Mongo DB Aggregation – Part II – The Aggregation Framework

Mongo DB Aggregation(Part 2) – The Aggregation Framework
 

The Mongo DB aggregation framework or aggregation pipeline lets you define a data processing pipeline. It takes multiple documents in a collection, puts them through the multiple Stages we define and transforms them into an aggregated result. It allows us to do much more complex aggregation than the “single purpose aggregation operators”, that we saw in the first part of this blog (Part I).

Let’s dive into an example to see what we can do with this. Let’s take the same collection we used in the part I with some additional documents.


{ "_id": 1, "emp_dept": "Sales", joining_date: ISODate("2014-10-01T00:00:00.000Z"), "job_roles":[ "Manager", "Region Head" ], salary :{ "base": 2100, "variable": "800" }}
{ "_id": 2, "emp_dept": "Sales", joining_date: ISODate("2014-01-03T00:00:00.000Z"), "job_roles": [ "Analyst", "Sales Officer"], salary : { "base": 2000, "variable": 500 }}
{ "_id": 3, "emp_dept": "Finance", joining_date: ISODate("2015-01-31T00:00:00.000Z"), "job_roles": "Manager" , salary : { "base": 1000, "variable": 500 }}
{ "_id": 4, "emp_dept": "Sales", joining_date: ISODate("2015-03-03T00:00:00.000Z"), "job_roles": [ "Analyst"], salary : { "base": 1500, "variable": 500 }}
{ "_id": 5, "emp_dept": "Finance", joining_date: ISODate("2015-05-28T00:00:00.000Z"), "job_roles": [ "Analyst" , "Region Head"], salary : { "base": 3000, "variable": 500 }}
{ "_id": 6, "emp_dept": "Engineering", joining_date: ISODate("2015-01-29T18:30:00.000Z"), "job_roles": "Manager" , salary : { "base": 10000, "variable": 1500 }}
{ "_id": 7, "emp_dept": "Engineering", joining_date: ISODate("2014-05-02T18:30:00.000Z"), "job_roles": [ "Superintendent"], salary : { "base": 5000, "variable": 500 } }
{ "_id": 8, "emp_dept": "Engineering", joining_date: ISODate("2015-05-26T18:30:00.000Z"), "job_roles": [ "Superintendent" , "Region Head"], salary : { "base": 15000, "variable": 2000 } }

 

I will take the sql query below, which has most of the clauses we generally use and then see how the mongoDB aggregation looks like for the same.

— Query —
 


Select emp_dept,
sum(salarybase) as basesalary, sum(salaryvariable) as variablesalary,
count(_id) as empcount, avg(salary) as avgsalary
from employees
where joining_date >= '2015-01-01'
group by emp_dept
having avgsalary >= 2500
order by avgsalary desc;

 

— Aggregate function —
 


db.employees.aggregate( [
   { $match: { joining_date: { $gte: new Date("2015","00","00") }}},
   { $group: { _id: "$emp_dept", 
               basesalary: { $sum: "$salary.base" }, 
               variablesalary: {$sum: "$salary.variable"},
               empcount :{$sum:1}
              }},
   { $project: { 
               basesalary : "$basesalary",
               variablesalary: "$variablesalary",
               empcount :"$empcount",
               avgsalary: {$divide:[{ $add: [ "$basesalary", "$variablesalary" ] }, "$empcount" ] }
               }},
   { $match: { avgsalary: { $gte: 2500 } } }
] )

 

— Stages explained —
 

$match :

This is typically a filter expression.
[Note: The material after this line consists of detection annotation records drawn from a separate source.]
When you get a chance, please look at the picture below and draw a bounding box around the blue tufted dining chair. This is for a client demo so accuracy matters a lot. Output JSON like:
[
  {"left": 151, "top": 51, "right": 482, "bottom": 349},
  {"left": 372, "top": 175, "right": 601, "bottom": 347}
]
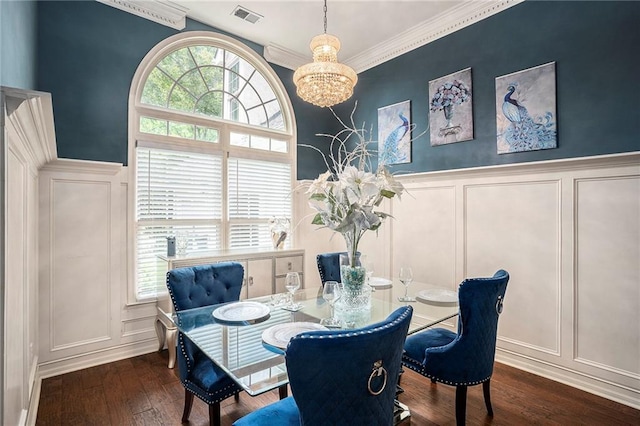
[
  {"left": 233, "top": 306, "right": 413, "bottom": 426},
  {"left": 167, "top": 262, "right": 244, "bottom": 426},
  {"left": 402, "top": 269, "right": 509, "bottom": 425},
  {"left": 316, "top": 251, "right": 360, "bottom": 287}
]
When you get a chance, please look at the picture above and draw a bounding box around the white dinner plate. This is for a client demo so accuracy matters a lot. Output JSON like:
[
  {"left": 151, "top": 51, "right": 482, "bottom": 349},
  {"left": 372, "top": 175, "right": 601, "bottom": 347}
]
[
  {"left": 369, "top": 277, "right": 393, "bottom": 288},
  {"left": 213, "top": 302, "right": 271, "bottom": 323},
  {"left": 262, "top": 322, "right": 328, "bottom": 349},
  {"left": 416, "top": 288, "right": 458, "bottom": 306}
]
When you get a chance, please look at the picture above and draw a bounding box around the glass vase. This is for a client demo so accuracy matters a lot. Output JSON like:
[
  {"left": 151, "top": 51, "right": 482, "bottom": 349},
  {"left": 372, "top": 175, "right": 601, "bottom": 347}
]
[{"left": 335, "top": 254, "right": 371, "bottom": 328}]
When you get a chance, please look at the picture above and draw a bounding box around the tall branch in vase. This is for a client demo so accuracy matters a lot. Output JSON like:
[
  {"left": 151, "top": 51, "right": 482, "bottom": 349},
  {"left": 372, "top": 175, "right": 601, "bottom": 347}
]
[{"left": 301, "top": 102, "right": 404, "bottom": 267}]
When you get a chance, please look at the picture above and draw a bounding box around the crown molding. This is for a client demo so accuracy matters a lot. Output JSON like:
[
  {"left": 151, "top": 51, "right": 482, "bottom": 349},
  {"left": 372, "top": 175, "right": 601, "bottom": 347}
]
[
  {"left": 96, "top": 0, "right": 189, "bottom": 30},
  {"left": 0, "top": 86, "right": 57, "bottom": 169},
  {"left": 344, "top": 0, "right": 524, "bottom": 72},
  {"left": 264, "top": 0, "right": 524, "bottom": 73}
]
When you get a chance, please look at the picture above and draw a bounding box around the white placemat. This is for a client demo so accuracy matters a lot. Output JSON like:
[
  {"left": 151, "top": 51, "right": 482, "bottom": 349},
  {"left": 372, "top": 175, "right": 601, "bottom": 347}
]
[
  {"left": 262, "top": 322, "right": 328, "bottom": 349},
  {"left": 213, "top": 302, "right": 271, "bottom": 322}
]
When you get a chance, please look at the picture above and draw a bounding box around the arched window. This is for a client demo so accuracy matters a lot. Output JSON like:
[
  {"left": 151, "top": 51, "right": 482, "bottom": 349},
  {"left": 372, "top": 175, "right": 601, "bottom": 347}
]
[{"left": 129, "top": 32, "right": 295, "bottom": 300}]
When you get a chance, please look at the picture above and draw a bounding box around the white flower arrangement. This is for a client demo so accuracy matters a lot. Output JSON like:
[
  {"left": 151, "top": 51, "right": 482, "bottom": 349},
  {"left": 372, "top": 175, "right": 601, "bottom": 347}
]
[{"left": 305, "top": 103, "right": 404, "bottom": 266}]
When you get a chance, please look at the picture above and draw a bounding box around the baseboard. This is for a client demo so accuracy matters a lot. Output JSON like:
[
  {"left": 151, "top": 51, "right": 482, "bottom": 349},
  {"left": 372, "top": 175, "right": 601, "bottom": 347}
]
[
  {"left": 24, "top": 371, "right": 42, "bottom": 426},
  {"left": 496, "top": 349, "right": 640, "bottom": 410},
  {"left": 39, "top": 337, "right": 158, "bottom": 379}
]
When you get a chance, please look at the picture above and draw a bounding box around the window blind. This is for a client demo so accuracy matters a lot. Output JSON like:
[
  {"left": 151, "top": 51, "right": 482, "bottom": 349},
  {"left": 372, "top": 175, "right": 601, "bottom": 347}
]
[
  {"left": 227, "top": 157, "right": 291, "bottom": 248},
  {"left": 136, "top": 147, "right": 223, "bottom": 299}
]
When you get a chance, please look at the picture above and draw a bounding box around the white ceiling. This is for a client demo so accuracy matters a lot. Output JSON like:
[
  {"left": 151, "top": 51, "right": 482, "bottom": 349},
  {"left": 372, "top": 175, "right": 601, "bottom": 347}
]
[
  {"left": 172, "top": 0, "right": 520, "bottom": 72},
  {"left": 97, "top": 0, "right": 523, "bottom": 72}
]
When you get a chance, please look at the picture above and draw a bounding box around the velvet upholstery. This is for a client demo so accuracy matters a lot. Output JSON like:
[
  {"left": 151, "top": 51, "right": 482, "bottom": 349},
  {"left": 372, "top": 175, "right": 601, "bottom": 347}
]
[
  {"left": 234, "top": 306, "right": 413, "bottom": 426},
  {"left": 316, "top": 251, "right": 360, "bottom": 286},
  {"left": 167, "top": 262, "right": 244, "bottom": 424},
  {"left": 402, "top": 270, "right": 509, "bottom": 424}
]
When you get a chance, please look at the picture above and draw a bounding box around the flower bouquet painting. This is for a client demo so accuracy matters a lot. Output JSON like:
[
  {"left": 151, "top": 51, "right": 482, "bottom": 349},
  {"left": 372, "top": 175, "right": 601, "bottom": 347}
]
[{"left": 429, "top": 68, "right": 473, "bottom": 146}]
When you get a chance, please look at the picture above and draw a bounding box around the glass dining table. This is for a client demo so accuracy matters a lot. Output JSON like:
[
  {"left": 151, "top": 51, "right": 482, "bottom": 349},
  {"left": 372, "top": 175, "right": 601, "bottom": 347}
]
[{"left": 173, "top": 290, "right": 458, "bottom": 397}]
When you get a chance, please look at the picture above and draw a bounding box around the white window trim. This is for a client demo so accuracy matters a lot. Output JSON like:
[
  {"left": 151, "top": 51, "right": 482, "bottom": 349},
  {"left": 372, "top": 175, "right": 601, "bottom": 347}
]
[{"left": 126, "top": 31, "right": 297, "bottom": 305}]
The matching documents are passed to the next stage with no modifications. In our example, it acts as a WHERE as well as HAVING clause, as per the position of the $match stage in the pipeline. Firstly, it was used to filter the whole collection to only retrieve employees with joining date greater than ‘2015-01-01’. Later, it was used to filter only the groups (departments) whose average salary exceeded 2500.

The typical operators used in Expressions are $gt, $lt, $eq, $gte, $lte etc. Apart from Operator Expressions, there are Boolean Expressions, Set Expressions, Comparison Expressions, Arithmetic Expressions, String Expressions and so on. A lot to explore and utilise.

$group :

This the group by clause which allows us to group the documents using a given key and define aggregated fields. In our example, we group the records on “employee department” and then calculate aggregated “basesalary”, “variablesalary” and also the “count of employees” in the group.

Apart from $sum, there are many other Accumulators that can be used in the $group stage, like $avg,$first,$last,$min,$max etc.

$project:

This is the SELECT clause, wherein we define the fields that we would like to see in the resultset.In our example, we have copied some fields from the previous stage results (basesalary, variablesalary,empcount) and added a new field “avgsalary” which uses arithmetic functions like add & divide.

The other Arithmetic Expressions we can use are $multiply, $subtract, $mod. But as described earlier, we have quite some expressions at our disposal.

Apart from the ones described,there are other stages that we haven’t talked about like $unwind, $skip, $limit, $redact, $out, $geoNear.
 
But I hope, I could at the least get you started on using the Aggregation Pipeline.

Shraddha Tambe | Helical IT Solutions

References:
http://docs.mongodb.org/manual/meta/aggregation-quick-reference/
http://docs.mongodb.org/v2.6/reference/sql-aggregation-comparison/

Mongo DB Aggregation – Part I – Single purpose aggregation operations

Mongo DB Aggregation(Part 1) – Single purpose aggregation operations

MongoDB offers more than one ways of aggregating data stored in a collection. It has a flexible datamodel and gives us tools to write some pretty complex queries and derive results similar to what SQL queries could do. Like queries, aggregation operations in MongoDB use collections of documents as an input and return results in the form of one or more documents.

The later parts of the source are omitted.